Et toujours, selon Peyrefitte, les différences entre l'Europe et
l'Amérique y trouvent, en grande partie, leur origine. Soulignant ainsi
" l'extraordinaire rémanence de la distorsion religieuse, il constate
que la géographie du développement correspond à une
géographie des comportements fondés sur la confiance,
libérée dans certaines contrées par la Réforme,
inhibée dans d'autres par la Contre-Réforme ".
Il est vrai que l'Eglise catholique, qui "
vit à l'échelle des
millénaires "
a mis plusieurs siècles à
reconnaître une valeur positive à la modernité ainsi qu'aux
principes de l'économie de marché.
" Il lui fallait -
écrit-il -
du temps pour séparer le bon grain et la
liberté créatrice de l'ivraie de la liberté corruptrice
".
Même l'encyclique
" sociale " Rerum novarum
persistait à
condamner (en 1891!) l'innovation, jugée responsable des maux qui
accablaient les ouvriers, et prêchait au contraire la résignation,
recommandant à l'homme de prendre en patience sa condition, dans
l'attente que son travail trouve dans l'au-delà son ultime signification.
Mais quelle était la portée réelle des positions de
l'Église dans une société de plus en plus
sécularisée, sinon déchristianisée, où
l'Église allait perdre progressivement l'essentiel de ses pouvoirs
temporels ?
Quelle influence pouvait encore exercer l'Église dans une France de
tradition gallicane, soumise aux lois de séparation de l'Église
et de l'Etat ?
Une chose est sûre : le centralisme, le dirigisme et le corporatisme ont
la vie dure dans notre pays, témoignant de l'imprégnation
persistante des mentalités par des conceptions économiques
archaïques.
La querelle des 35 heures, dans laquelle certains considèrent le travail
comme un gâteau à partager plus que comme le résultat d'une
dynamique de créations d'emplois, en est une illustration. En France,
plus qu'ailleurs, les élites, qui ont le culte de la hiérarchie,
demeurent attirées par la fonction publique ou par l'industrie
étatique.
Bien que quatrième exportateur mondial, notre pays éprouve des
difficultés à conquérir de nouveaux marchés et
à commercialiser de nouveaux produits.
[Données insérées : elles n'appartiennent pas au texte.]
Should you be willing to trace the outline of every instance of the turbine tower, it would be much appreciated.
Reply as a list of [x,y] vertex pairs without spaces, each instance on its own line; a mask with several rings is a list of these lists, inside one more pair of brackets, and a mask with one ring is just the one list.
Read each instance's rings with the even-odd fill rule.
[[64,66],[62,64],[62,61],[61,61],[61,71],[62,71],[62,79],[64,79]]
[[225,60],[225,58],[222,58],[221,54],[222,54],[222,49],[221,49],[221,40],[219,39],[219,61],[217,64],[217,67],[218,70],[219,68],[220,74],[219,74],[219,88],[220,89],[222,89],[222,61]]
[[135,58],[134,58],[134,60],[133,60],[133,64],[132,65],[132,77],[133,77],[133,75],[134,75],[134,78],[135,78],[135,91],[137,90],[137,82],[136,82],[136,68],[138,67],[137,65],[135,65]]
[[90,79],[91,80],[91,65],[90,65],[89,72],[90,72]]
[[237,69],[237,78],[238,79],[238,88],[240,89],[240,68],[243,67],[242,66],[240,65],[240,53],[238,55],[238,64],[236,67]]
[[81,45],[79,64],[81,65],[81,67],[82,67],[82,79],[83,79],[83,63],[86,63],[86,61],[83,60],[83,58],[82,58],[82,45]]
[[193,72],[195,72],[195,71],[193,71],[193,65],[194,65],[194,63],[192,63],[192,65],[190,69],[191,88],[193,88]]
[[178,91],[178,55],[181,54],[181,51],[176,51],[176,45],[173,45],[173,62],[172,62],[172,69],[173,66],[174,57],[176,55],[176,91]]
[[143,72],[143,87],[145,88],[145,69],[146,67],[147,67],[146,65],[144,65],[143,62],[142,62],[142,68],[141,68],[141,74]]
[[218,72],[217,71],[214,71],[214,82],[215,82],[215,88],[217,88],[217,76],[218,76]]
Dans l'économie et la
recherche, le poids du secteur public, demeure plus important chez nous que
chez nos concurrents.
Si on ne peut y voir qu'une influence très indirecte et très
ancienne de l'Eglise, cela témoigne, en tout cas, de la persistance d'un
" mal français "
dont les racines plongent fort avant dans
notre
histoire.
Alain Peyrefitte les a magistralement analysés dans son ouvrage,
montrant que les problèmes avaient pourtant souvent été
perçus, à travers les différentes époques par nos
dirigeants ou leurs contemporains, mais sans qu'ils puissent pour autant
infléchir le cours des choses de façon suffisamment
significatives.
1. Concernant le commerce
Louis XI essaie ainsi, sans succès, de court-circuiter
l'axe Savoie-Genève-Bourgogne-Pays-Bas. Il préconise la
suppression des péages ou octrois intérieurs, tente d'autoriser
les aristocrates et les gens d'église à faire du commerce et
affranchit de nombreuses villes. Il tente enfin, comme vont le faire plus tard
les Britanniques avec le Navigation Act, d'assurer à la flotte marchande
française un monopole de desserte du territoire national.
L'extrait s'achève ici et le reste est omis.